First of all, a loan is a loan. A liability. Yes, you can argue that there are good loans and bad loans, the ones which you take to invest in some asset including your own development that would pay returns in the future vis-a-vis the ones you take for entertainment and travel which are nothing but just blowing up money without any returns. I take your point, but still…loans are loans and even good loans can turn bad and cause financial distress. How can good loans go bad? Here are a few examples:
- When loans are not permitted:
You might be applying for a loan which is categorized as good and maybe plans are not required to start with. But one must be sure that the necessary provisions for loan approval are included in the plan. Plan sponsors might be just approving your plan without taking the effort to see to the amendments required in it. However, issuing a loan where in reality the plan does not allow it can turn into a bad loan since the loan amount is immediately deemed as distributed.

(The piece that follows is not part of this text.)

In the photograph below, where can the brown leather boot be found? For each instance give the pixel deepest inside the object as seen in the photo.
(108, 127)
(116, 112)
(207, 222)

- When refinancing of a loan is not permitted:
Many a times home owners wish to change or modify their loan or get it refinanced. Not all plans permit refinancing and also most of the times the inability to refinance is also not very clear. Long story short, when refinancing does not get permission, your good loan might just turn into a bad one.
- Duration of Loan Term:
If the amortization of a loan goes on for more than what it was permitted then it becomes a bad loan by default and the entire loan amount is a deemed distribution. For example, if a plan issues a loan for more than 5 years, and that is anyway the regulatory limit, then this defect cannot be solved by plan amendment for longer amortization. However, if a plan chooses to limit all loans to 5 years and then issues a particular loan, let’s say a residential loan for more than that duration,than there is scope for plan amendment.
- Non-started Payments:
Sometimes a loan is taken that would be repaid later on by regular deductions form payroll. Common example would be an educational loan. However, lets say, the payroll system was not set up or it somehow does not deduct the same. So the loan goes to default. This does not make the entire loan amount defective though, the payer has till the end of the period to make it up to date to avoid deemed distribution.
- Payments discontinued:
Lastly, in some circumstances, when a person can no longer afford to make loan payments he/she asks the company to stop with holding, either on a temporary or a permanent format. The company might or might not abide by the request. Even if they do in order to help out its employee, the loan is very much default and might become a deemed distribution. Even though loan takers borrow from his/her own account balance, but for the loan plan, it is still an asset. So by voluntarily discontinuing, the plan is basically failing to ensure the pre-determined legal agreement between the plan and the borrower, reducing the plan asset to decrease in value.
So for all the above cases we see how a good loan may turn into abide one. Hence financial education and thereafter financial planning is crucial to avoid loans in the first place and even if going for a loan, to take into consideration all that which might suddenly turn it into a bad one!